The scientists write in their research that neural networks are not particularly good at cryptography. Still, their research would show that these networks can devise ways to protect their mutual communication from other networks. The researchers assumed a classic scenario in cryptography. Two parties, Alice and Bob, who want to protect their communications from Eve, who intercepts the encrypted texts. The goal was to have Eve reconstruct the plaintext and to allow Alice and Bob to communicate encrypted with as few errors as possible.

The neural networks were not provided with an existing encryption method in advance, but they had to develop a method themselves based on a shared secret key. Alice and Bob both had this key and applied symmetric encryption. The network could “lose” Eve if the difference in bits between his guessed version and Alice’s plaintext was too great. Bob lost if his version of the text differed too much from the unencrypted original. Alice could lose if Eve’s version was better than random guessing. In this way, the scientists wanted to produce ‘optimal’ versions of Alice, Bob and Eve.

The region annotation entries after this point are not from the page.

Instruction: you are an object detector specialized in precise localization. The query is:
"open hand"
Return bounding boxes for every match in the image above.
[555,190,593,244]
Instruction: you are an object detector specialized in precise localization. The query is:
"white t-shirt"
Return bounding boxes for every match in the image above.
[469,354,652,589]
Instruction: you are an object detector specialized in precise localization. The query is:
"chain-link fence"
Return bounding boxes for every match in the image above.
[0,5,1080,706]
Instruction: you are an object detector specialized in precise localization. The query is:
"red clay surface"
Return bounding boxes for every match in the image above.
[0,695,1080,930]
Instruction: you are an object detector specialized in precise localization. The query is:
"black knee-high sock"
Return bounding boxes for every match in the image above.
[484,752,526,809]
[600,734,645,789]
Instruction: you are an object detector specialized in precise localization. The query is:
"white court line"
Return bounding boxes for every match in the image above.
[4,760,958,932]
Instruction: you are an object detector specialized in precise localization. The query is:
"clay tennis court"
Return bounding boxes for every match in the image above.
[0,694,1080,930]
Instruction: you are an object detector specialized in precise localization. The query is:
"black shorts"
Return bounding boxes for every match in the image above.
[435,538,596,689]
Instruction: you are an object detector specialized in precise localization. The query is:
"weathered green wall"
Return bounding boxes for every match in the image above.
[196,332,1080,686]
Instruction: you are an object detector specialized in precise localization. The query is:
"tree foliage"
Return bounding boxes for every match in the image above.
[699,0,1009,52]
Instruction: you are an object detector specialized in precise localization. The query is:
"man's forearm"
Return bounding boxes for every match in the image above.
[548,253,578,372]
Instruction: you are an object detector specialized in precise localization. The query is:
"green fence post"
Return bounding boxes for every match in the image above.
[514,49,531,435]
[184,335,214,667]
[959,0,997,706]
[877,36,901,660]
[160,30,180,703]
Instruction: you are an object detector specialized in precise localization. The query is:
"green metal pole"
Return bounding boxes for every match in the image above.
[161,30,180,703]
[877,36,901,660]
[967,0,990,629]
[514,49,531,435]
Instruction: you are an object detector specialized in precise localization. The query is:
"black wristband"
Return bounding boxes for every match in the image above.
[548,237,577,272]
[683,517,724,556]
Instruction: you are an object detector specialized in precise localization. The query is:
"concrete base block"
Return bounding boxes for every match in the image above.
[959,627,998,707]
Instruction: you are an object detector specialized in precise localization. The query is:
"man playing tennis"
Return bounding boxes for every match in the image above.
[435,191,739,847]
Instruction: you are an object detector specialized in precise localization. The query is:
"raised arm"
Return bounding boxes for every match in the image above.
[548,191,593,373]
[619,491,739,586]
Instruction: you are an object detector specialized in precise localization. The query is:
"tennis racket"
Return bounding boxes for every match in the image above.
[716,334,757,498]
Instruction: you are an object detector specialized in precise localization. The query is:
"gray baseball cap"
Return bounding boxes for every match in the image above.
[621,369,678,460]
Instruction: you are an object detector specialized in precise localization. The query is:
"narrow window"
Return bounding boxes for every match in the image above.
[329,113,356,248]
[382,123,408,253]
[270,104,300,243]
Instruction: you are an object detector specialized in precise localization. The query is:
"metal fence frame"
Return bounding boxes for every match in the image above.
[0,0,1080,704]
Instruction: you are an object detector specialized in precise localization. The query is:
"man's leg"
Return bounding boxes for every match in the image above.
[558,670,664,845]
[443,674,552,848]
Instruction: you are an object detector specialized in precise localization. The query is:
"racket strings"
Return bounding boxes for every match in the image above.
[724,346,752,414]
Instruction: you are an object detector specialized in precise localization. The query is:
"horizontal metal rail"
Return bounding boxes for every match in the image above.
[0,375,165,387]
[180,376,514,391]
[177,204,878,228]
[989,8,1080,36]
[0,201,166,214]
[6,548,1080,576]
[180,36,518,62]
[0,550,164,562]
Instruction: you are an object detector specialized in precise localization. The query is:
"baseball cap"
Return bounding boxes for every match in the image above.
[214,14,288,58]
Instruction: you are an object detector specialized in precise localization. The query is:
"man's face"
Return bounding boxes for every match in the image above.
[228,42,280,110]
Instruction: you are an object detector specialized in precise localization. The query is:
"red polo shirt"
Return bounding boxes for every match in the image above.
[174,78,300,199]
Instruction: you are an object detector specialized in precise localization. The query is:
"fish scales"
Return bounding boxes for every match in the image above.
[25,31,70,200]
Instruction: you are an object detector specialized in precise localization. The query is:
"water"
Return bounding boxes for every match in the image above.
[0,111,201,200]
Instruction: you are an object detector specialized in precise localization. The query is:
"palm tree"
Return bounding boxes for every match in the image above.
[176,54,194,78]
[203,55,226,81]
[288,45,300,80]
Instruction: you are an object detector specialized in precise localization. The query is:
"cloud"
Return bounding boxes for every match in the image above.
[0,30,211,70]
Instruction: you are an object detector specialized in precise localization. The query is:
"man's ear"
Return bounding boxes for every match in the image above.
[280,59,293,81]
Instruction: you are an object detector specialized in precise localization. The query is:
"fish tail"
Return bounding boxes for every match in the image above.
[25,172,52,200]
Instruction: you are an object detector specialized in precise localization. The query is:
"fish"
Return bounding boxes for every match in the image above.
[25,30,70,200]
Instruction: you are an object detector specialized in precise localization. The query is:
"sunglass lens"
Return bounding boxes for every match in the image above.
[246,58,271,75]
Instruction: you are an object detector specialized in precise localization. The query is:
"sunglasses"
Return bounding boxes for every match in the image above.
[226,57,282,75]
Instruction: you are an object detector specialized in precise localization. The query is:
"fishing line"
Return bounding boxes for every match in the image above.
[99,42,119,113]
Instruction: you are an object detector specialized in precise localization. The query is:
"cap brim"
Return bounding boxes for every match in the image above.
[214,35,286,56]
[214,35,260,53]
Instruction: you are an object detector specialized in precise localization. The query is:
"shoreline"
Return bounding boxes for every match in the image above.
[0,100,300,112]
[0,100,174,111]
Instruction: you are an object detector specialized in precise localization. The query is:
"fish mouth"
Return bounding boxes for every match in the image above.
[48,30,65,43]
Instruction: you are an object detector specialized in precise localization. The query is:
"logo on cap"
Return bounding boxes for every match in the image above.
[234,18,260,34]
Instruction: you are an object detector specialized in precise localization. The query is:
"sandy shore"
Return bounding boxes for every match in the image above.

It turned out that in the beginning all networks had a high error score, by having about half of the 16bit messages wrong. Up to about ten thousand iterations of steps, Eve was found to be getting better at minimizing errors. After that, however, Alice and Bob were able to nullify Eve’s progress by communicating in a different way, the researchers said. After about fifteen thousand steps, the experiment is almost ready and Alice and Bob communicate almost flawlessly.

The scientists say they have not conducted an exhaustive analysis of the encryption. They did make some adjustments. For example, the encryption appears to depend on the key, because a changed key with a constant unencrypted text produced a different encrypted output. The neural networks would not have just unleashed an xor operation on the text. This is evidenced by the fact that the output often took the form of floating point numbers, rather than just zeros or ones. In their conclusion, the scientists write that neural networks can be useful not only for cryptographic protection, but also for attack scenarios. While neural networks are unlikely to become really good at cryptography, they could be useful for the analysis of metadata and network traffic.